Tool Granularity & Composition

Deep Dive · Tool & Capability Design

Granularity is the central tool-design decision: coarse enough to be safe, fine enough to be flexible.

Every tool sits somewhere on a spectrum from one fat do-everything call to a hundred atomic primitives, and where you place it determines how well the agent reasons, how many round-trips a task costs, how much can go wrong per call, and how badly your tool list bloats. This essay is about choosing the grain deliberately: when to consolidate steps behind one call, when to split a tool apart, and how to recognize the tool-explosion failure that is silently degrading agents across the 2025–2026 ecosystem.

STEP 1

Coarse tools and fine tools fail in opposite directions.

A coarse tool — one call that finds the order, refunds it, and notifies the customer — is easy for the model to invoke correctly and cheap in round-trips, but it hides decisions the agent might need to make, can't be recombined for a case you didn't anticipate, and concentrates blast radius (one wrong call does three things). A fine tool — separate find, refund, notify — is flexible and recombinable, but multiplies round-trips, multiplies the places the model can desynchronize, and inflates the tool count. Neither is "correct"; the question is always which failure mode you can least afford for this capability.

STEP 2

Consolidate when the steps are an indivisible job the model shouldn't orchestrate.

If the model has no meaningful decision to make between step A and step B — it will always do B after A, and doing A without B is a bug — then exposing them separately only creates a way to fail. Collapse them. The test is decisional, not technical: not "are these one transaction in the database" but "does the agent ever legitimately want to do one without the other?" Refund-then-notify is one tool because a refund nobody is told about is never the goal.
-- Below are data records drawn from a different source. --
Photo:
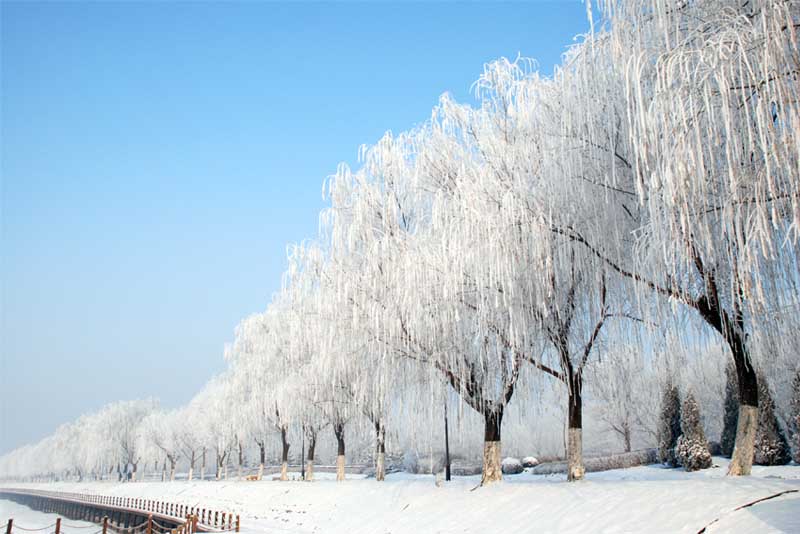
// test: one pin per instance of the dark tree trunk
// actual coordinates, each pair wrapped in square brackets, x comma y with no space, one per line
[492,469]
[446,446]
[338,430]
[575,469]
[284,454]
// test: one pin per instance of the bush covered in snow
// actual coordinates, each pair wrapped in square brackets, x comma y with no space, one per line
[512,466]
[772,448]
[691,451]
[530,461]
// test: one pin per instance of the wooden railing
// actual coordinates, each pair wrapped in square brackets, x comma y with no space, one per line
[205,519]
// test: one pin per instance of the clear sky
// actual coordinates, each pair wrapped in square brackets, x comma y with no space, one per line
[158,157]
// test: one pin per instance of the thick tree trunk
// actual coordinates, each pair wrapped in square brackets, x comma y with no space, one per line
[744,447]
[744,450]
[492,466]
[380,462]
[284,455]
[575,469]
[262,456]
[310,459]
[338,429]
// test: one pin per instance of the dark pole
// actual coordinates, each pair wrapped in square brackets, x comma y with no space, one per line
[446,445]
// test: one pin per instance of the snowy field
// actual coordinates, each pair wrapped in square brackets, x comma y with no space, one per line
[641,499]
[29,519]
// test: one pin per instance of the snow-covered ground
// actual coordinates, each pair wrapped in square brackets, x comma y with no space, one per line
[29,519]
[641,499]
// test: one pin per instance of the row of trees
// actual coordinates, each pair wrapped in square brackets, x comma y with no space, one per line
[650,187]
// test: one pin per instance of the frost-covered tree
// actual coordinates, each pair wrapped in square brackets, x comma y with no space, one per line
[626,390]
[771,446]
[669,424]
[162,429]
[691,449]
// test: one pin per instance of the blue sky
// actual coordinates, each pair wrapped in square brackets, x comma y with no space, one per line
[158,157]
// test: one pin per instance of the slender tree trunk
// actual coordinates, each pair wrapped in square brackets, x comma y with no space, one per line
[626,436]
[241,459]
[338,429]
[575,469]
[446,445]
[285,454]
[262,458]
[380,461]
[312,442]
[492,468]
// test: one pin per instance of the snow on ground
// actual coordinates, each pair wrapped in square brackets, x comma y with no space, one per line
[29,519]
[641,499]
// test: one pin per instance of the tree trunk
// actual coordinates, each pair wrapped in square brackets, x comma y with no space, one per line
[575,469]
[446,446]
[380,461]
[310,459]
[732,329]
[338,429]
[192,460]
[263,458]
[492,467]
[241,459]
[744,446]
[284,455]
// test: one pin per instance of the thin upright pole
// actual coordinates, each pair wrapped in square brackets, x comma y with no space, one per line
[446,445]
[303,456]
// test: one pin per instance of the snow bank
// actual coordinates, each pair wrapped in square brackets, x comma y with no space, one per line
[641,499]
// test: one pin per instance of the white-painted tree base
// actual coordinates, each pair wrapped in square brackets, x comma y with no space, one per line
[742,460]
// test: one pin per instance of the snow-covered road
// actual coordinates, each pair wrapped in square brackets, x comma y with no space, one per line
[642,499]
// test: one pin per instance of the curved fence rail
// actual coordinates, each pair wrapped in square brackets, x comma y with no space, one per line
[201,519]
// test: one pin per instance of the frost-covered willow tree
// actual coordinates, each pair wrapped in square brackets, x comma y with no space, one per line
[260,361]
[705,143]
[162,431]
[626,388]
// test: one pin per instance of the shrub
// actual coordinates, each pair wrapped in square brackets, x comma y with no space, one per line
[691,450]
[511,466]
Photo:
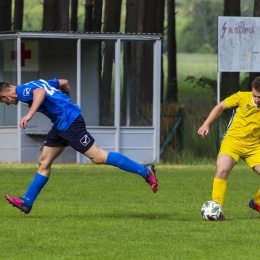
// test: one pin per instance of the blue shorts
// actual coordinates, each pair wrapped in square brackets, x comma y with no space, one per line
[75,136]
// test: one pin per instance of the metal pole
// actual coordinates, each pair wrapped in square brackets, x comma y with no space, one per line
[156,98]
[117,94]
[79,84]
[19,108]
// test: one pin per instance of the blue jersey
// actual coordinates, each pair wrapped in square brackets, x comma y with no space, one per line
[56,105]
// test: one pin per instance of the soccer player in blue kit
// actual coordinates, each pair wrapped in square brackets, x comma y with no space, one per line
[52,98]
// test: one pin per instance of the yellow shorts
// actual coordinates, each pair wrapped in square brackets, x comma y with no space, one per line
[250,154]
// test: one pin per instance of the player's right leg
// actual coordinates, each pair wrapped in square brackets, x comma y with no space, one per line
[25,203]
[100,156]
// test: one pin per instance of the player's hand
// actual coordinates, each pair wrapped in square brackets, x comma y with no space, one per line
[203,131]
[24,121]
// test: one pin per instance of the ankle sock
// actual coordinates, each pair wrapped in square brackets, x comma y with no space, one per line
[34,189]
[124,163]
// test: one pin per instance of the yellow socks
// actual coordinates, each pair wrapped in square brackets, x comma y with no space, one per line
[219,191]
[257,197]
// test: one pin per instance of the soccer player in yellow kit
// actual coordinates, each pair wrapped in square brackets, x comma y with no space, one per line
[240,140]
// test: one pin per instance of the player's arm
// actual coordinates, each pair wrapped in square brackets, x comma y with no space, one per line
[214,114]
[38,97]
[64,86]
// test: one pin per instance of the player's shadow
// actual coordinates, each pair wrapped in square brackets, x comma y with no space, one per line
[129,215]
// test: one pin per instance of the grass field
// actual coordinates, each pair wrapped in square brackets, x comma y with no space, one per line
[100,212]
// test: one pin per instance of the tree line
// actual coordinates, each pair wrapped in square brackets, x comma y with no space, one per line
[141,16]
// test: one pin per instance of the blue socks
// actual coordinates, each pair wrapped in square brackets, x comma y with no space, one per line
[34,189]
[121,161]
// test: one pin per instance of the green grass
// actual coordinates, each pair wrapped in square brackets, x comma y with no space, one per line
[100,212]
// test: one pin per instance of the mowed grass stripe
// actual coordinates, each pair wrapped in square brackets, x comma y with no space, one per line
[100,212]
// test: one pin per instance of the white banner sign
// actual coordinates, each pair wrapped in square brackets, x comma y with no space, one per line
[238,44]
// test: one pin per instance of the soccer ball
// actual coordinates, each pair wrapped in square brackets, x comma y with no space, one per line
[211,210]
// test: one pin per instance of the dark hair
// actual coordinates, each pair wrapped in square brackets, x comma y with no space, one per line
[256,84]
[4,87]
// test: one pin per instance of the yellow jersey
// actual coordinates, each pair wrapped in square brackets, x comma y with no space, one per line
[244,125]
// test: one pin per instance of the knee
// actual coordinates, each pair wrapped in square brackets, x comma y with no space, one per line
[99,160]
[43,163]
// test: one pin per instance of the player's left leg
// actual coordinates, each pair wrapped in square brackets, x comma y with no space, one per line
[100,156]
[225,163]
[255,202]
[49,154]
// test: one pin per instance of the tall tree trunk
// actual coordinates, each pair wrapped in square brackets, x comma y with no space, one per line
[160,29]
[49,15]
[253,75]
[172,87]
[5,15]
[111,24]
[63,15]
[74,16]
[230,80]
[18,15]
[88,15]
[97,16]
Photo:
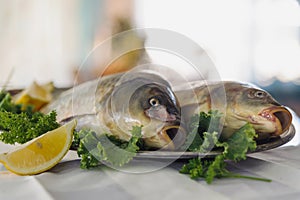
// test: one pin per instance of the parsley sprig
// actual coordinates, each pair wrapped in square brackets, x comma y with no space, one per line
[234,149]
[95,149]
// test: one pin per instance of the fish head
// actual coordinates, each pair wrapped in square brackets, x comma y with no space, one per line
[247,103]
[155,106]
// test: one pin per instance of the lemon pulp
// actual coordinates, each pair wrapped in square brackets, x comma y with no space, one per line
[41,153]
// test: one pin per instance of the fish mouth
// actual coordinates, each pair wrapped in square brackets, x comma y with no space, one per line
[174,136]
[280,116]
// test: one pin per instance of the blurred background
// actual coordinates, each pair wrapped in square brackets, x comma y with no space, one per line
[256,41]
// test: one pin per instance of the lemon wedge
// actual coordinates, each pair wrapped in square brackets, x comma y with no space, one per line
[35,94]
[41,153]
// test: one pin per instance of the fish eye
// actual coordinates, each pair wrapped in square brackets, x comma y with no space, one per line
[259,94]
[154,102]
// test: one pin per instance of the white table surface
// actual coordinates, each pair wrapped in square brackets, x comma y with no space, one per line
[68,181]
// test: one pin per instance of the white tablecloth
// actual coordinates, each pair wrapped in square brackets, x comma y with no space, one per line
[68,181]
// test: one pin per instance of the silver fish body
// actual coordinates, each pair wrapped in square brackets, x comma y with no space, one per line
[116,103]
[240,103]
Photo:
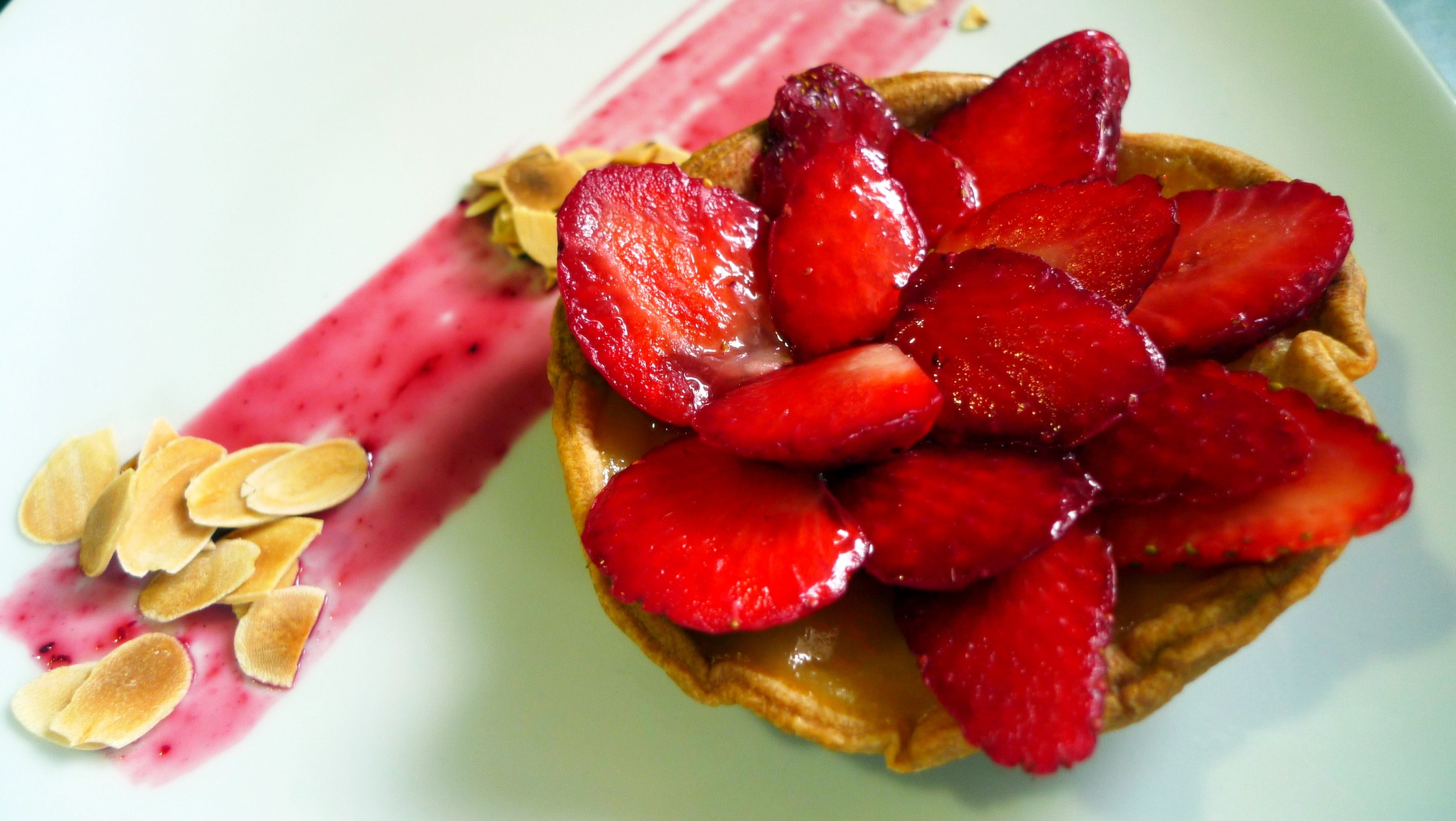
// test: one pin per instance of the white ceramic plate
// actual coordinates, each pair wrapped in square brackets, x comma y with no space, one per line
[187,185]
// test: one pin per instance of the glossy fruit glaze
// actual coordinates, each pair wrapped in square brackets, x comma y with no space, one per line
[850,655]
[435,364]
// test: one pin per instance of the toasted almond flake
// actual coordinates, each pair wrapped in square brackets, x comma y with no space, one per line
[491,177]
[127,693]
[541,182]
[309,479]
[290,575]
[588,158]
[54,507]
[158,438]
[635,155]
[650,152]
[912,6]
[974,19]
[105,522]
[490,200]
[537,233]
[289,578]
[38,702]
[216,495]
[206,580]
[159,534]
[280,544]
[271,635]
[503,229]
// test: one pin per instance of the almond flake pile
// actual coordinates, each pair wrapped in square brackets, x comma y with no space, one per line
[522,195]
[205,527]
[911,8]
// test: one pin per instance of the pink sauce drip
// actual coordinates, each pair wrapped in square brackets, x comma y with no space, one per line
[435,364]
[723,76]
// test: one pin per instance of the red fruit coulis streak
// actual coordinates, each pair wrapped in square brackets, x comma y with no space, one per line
[435,364]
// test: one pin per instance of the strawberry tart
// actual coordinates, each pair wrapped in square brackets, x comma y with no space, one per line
[935,414]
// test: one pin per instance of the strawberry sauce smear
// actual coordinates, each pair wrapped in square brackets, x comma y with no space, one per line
[435,364]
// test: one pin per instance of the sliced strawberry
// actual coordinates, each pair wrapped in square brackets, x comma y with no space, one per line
[941,191]
[1197,437]
[1020,351]
[817,108]
[721,544]
[1110,238]
[860,405]
[941,518]
[1018,660]
[664,286]
[1053,117]
[841,252]
[1247,264]
[1353,484]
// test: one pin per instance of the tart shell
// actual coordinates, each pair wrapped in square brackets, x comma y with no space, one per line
[1171,626]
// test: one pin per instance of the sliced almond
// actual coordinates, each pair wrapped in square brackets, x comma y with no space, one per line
[490,200]
[588,158]
[491,177]
[206,580]
[536,232]
[541,184]
[54,507]
[309,479]
[650,152]
[216,495]
[105,522]
[159,533]
[912,6]
[289,578]
[503,229]
[974,19]
[42,699]
[290,575]
[271,635]
[127,693]
[635,155]
[158,438]
[280,544]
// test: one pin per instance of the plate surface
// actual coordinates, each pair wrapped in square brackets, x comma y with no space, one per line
[185,187]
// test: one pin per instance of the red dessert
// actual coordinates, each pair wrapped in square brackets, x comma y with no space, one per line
[1002,431]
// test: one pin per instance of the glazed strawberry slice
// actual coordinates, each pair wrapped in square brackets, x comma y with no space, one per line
[941,518]
[860,405]
[664,286]
[814,109]
[1199,437]
[1050,119]
[721,544]
[941,191]
[1353,484]
[1020,351]
[1018,660]
[1247,264]
[841,252]
[1110,238]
Search-then-read is two tools because the agent legitimately searches, reasons, and reads only some results.

# No decision between the steps -> one coarse tool
refund_order(order_id, reason)        # find + refund + notify, atomic

# Real decision between the steps -> keep them split
search_issues(query) -> [ids]       # model reasons over results...
get_issue(id)                          # ...then reads only the ones it chose

STEP 3

Split when one tool is overloaded with modes or unbounded output.

The opposite move. A tool that does subtly different things depending on a mode or action argument is two tools wearing one coat: the model has to first pick the tool, then re-pick the mode, doubling the place it can be wrong, and the schema becomes a union where half the fields are conditionally relevant. Split it. Likewise, a single tool whose output is unbounded — "return everything about this customer" — should be split into a cheap discovery call and a targeted fetch, so the model pays for only what it reads.

If a tool's description contains the word "or" describing what it does — "creates or updates," "searches or fetches" — that "or" is usually a seam where two tools were welded together. Splitting on the "or" almost always raises tool-selection accuracy.

STEP 4

Composition is a property you design for, not one you get for free.

Fine tools are only valuable if the agent can actually chain them, and chaining works only when the output of one tool is shaped to be the input of the next. A search that returns opaque internal IDs the fetch tool doesn't accept is two tools that don't compose — the model has to invent a translation step and will get it wrong. Designing for composition means agreeing on shared identifiers and shapes across a tool family so the agent can pipe them, the same way Unix pipes only work because every tool speaks lines of text.

STEP 5

Tool explosion is a measurable, ecosystem-wide failure.

More tools is not more capability past a point — it is context bloat and worse selection. The 2025–2026 numbers are blunt: a standard MCP stack (Playwright + GitHub + an IDE server) can consume over 20% of the context window before the agent starts, and correct-tool-selection accuracy has been measured dropping from ~95% with a focused set to ~71% with a full GitHub MCP server loaded — a ~24-point loss caused purely by tool count. GitHub Copilot cutting its tool set from 40 to 13, and Block going from 30+ Linear tools to 2, both produced benchmark improvements. Anthropic shipped deferred tool loading in late 2025 precisely so agents stop paying for tools they aren't using.

Every tool you add taxes every call the agent ever makes, whether or not it uses that tool, because the description sits in context and competes for selection. The marginal tool is rarely free; treat the tool list as a budget, not a buffet.

STEP 6

When fine-grained is worth the cost.

Coarse-by-default is the right bias for most agents, but it is wrong when the agent's value is open-ended composition — a coding or data-analysis agent needs primitive read/write/run tools precisely because the tasks were not anticipated and consolidation would amputate them. Consolidate when you know the workflow; keep primitives when the workflow is the thing the agent is supposed to invent — and never let primitive count grow unbounded just because each one looked cheap.